Well our final tally for chicks is fifteen.
They're healthy and unspeakably adorable.
While some may argue that 15 out of 42 eggs is not a good return, I don't think it's half-bad considering the eggs were heaven-knows how old and just piled up in the barn for weeks before I found them.
In other words, out of this batch of eggs which might otherwise have been thrown out in the compost pile, we have fifteen new healthy chicks. Not too shabby!
By the way, if anyone wonders what an egg tooth (used by the baby chick to break out of the shell) looks like, it's the whitish knob at the tip of the chick's beak. It will be absorbed within a couple of weeks.

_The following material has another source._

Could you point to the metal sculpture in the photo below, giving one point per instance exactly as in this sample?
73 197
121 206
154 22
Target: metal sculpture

Meanwhile we had 27 unhatched eggs still in the incubator, ready to be tossed. Just to be on the safe side, though, we thought we'd let them sit for another day or two.
And it's a good thing we waited, 'cuz last night we heard some decidedly LOUD peeping coming from the incubator. Aha, one more unhatched chick! (Yes, they can peep while still in the shell.)

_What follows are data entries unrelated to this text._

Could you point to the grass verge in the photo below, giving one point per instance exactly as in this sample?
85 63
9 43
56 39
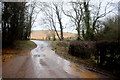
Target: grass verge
20 48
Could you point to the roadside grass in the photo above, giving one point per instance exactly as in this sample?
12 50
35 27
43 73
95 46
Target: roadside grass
20 48
62 50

As of this morning he still hasn't hatched out, so we're being patient. It's not healthy to "help" a chick out of its shell, because doing so often kills it. But if this little guy hasn't made any progress by this evening, we may do so anyway. If he can't push himself out of the shell, he'll die. But if we help him out, there's a chance he'll live. We'll see what happens.
Meanwhile, we're standing by to incubate another batch. Odds are about half the new flock are roosters (which will grace our dinner table in a few months), plus we have some neighbors who want chicks, so we'll incubate one, maybe two more batches before the summer is through.